This is a very quick and dirty hack of the function in the ape package that might do what you want, but no promises that it won't have broken something else!
biplot.pcoa <- function (x, Y = NULL, plot.axes = c(1, 2), dir.axis1 = 1, dir.axis2 = 1,
rn = NULL, xlabs = NULL, ylabs = NULL, main = NULL, ...)
{
k <- ncol(x$vectors)
if (k < 2)
stop("There is a single eigenvalue. No plot can be produced.")
if (k < plot.axes[1])
stop("Axis", plot.axes[1], "does not exist.")
if (k < plot.axes[2])
stop("Axis", plot.axes[2], "does not exist.")
if (!is.null(rn))
rownames(x$vectors) <- rn
labels = colnames(x$vectors[, plot.axes])

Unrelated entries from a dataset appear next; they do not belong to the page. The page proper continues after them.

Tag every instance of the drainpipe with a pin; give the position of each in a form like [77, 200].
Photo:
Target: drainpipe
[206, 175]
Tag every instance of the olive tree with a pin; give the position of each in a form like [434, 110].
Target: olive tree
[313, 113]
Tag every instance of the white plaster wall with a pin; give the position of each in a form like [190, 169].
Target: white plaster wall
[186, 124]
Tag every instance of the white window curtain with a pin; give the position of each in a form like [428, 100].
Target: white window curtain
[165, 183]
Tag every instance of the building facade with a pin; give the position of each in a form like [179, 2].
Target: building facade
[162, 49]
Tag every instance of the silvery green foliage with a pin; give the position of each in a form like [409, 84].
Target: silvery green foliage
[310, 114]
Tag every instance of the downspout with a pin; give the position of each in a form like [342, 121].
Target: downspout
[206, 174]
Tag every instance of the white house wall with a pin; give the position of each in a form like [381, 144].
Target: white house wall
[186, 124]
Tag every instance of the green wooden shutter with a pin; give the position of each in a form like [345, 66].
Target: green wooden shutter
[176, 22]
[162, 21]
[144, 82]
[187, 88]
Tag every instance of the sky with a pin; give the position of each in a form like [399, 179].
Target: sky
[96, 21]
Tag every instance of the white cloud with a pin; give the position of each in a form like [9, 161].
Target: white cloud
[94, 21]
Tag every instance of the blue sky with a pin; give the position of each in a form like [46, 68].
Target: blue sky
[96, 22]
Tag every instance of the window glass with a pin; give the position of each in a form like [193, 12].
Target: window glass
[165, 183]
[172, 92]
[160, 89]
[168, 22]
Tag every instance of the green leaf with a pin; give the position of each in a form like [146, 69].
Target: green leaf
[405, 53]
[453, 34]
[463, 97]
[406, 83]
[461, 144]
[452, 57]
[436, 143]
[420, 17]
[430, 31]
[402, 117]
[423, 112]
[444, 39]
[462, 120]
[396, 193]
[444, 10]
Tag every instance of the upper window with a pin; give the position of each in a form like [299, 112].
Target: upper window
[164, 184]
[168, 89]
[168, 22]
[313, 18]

if (!is.null(xlabs)) labels[1] <- xlabs
if (!is.null(ylabs)) labels[2] <- ylabs
diag.dir <- diag(c(dir.axis1, dir.axis2))
x$vectors[, plot.axes] <- x$vectors[, plot.axes] %*% diag.dir
if (is.null(Y)) {
limits <- apply(x$vectors[, plot.axes], 2, range)
ran.x <- limits[2, 1] - limits[1, 1]
ran.y <- limits[2, 2] - limits[1, 2]
xlim <- c((limits[1, 1] - ran.x/10), (limits[2, 1] +
ran.x/5))
ylim <- c((limits[1, 2] - ran.y/10), (limits[2, 2] +
ran.y/10))
par(mai = c(1, 1, 1, 0.5))
plot(x$vectors[, plot.axes], xlab = labels[1], ylab = labels[2],
xlim = xlim, ylim = ylim, asp = 1)
text(x$vectors[, plot.axes], labels = rownames(x$vectors),
pos = 4, cex = 1, offset = 0.5)
if (is.null(main)){
title(main = "PCoA ordination", line = 2.5)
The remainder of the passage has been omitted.